When Izhar Khan was arrested in May 2011 on terrorism charges, the young imam was beloved by the members of his Margate mosque and was engaged to a woman from Pakistan.
He spent the next 20 months in the Miami Federal Detention Center, mostly in solitary confinement, awaiting the start of his trial earlier this month.
On Thursday, a federal judge threw out the U.S. government’s case charging that Khan aided the Pakistani Taliban terrorist organization in a plot with his father, Miami imam Hafiz Khan. But Izhar Khan, 26, says he’s not angry about his ordeal — even though he lost his home, his savings and his very freedom.

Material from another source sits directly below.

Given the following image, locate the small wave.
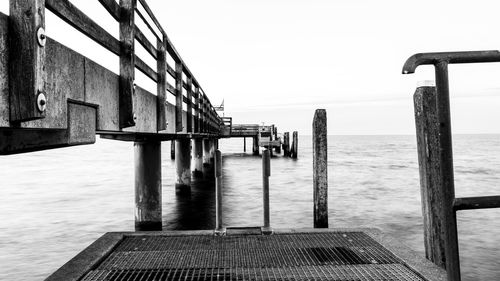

“I don’t have words to describe my joy,” Khan said at his defense attorney’s law office in Coconut Grove, hours after he was released from custody. “I just want to let everyone know that I have no bitter feelings against the government.
“They had to do what they had to do for the safety of our community,” he said, but added that he felt the FBI investigation was “sloppy” even if “justice was served” in the end.
U.S. District Judge Robert Scola issued a judgment of acquittal for the Muslim scholar, citing a lack of evidence in the prosecution’s material-support case against him and his father. The case, which drew national media attention, has experienced problems since the indictment was first filed, though it will continue against Khan’s father, the lead defendant on trial.
The judge found that the prosecution, which rested its case Wednesday, failed to prove any wrongdoing by Izhar Khan, imam of Masjid Jamaat Al-Mumineen Mosque off Sample Road. Scola concluded that the government’s allegations were unfounded that Khan knew that two suspicious fund transfers of $300 and $900 were intended for the Pakistani Taliban, a U.S.-designated terrorist group.
“I do not believe in good conscience that I can allow the case to go forward against Izhar Khan,” Scola ruled from the bench, noting in a written ruling that “this court will not allow the sins of the father to be visited upon the son.” The judge also said from the bench that prosecutors nonetheless “proceeded in this case against Izhar Khan in good faith.”
Scola already denied the father’s bid for an acquittal verdict halfway through the trial, on Wednesday. Scola noted Thursday that the government’s case against the 77-year-old imam of the Flagler Mosque is “overwhelming,” so his lawyer will be putting on a defense. The trial is set to resume Tuesday.
After the judge’s acquittal verdict for Izhar Khan, the defendant hugged defense lawyer Joseph Rosenbaum and members of Khan’s mosque shook each other’s hands, quietly celebrating.
Rosenbaum said the acquittal was a victory not only for his client, but also for the entire Muslim community in South Florida. “I think we went a long way with this acquittal to strengthen their feeling that they are part of this community and they should not live in fear,” he said.
Izhar Khan, a U.S. citizen, left Pakistan for South Florida with his family in the 1990s and developed into a beloved Muslim leader with a keen interest in American culture and sports — including becoming a huge fan of the Miami Heat.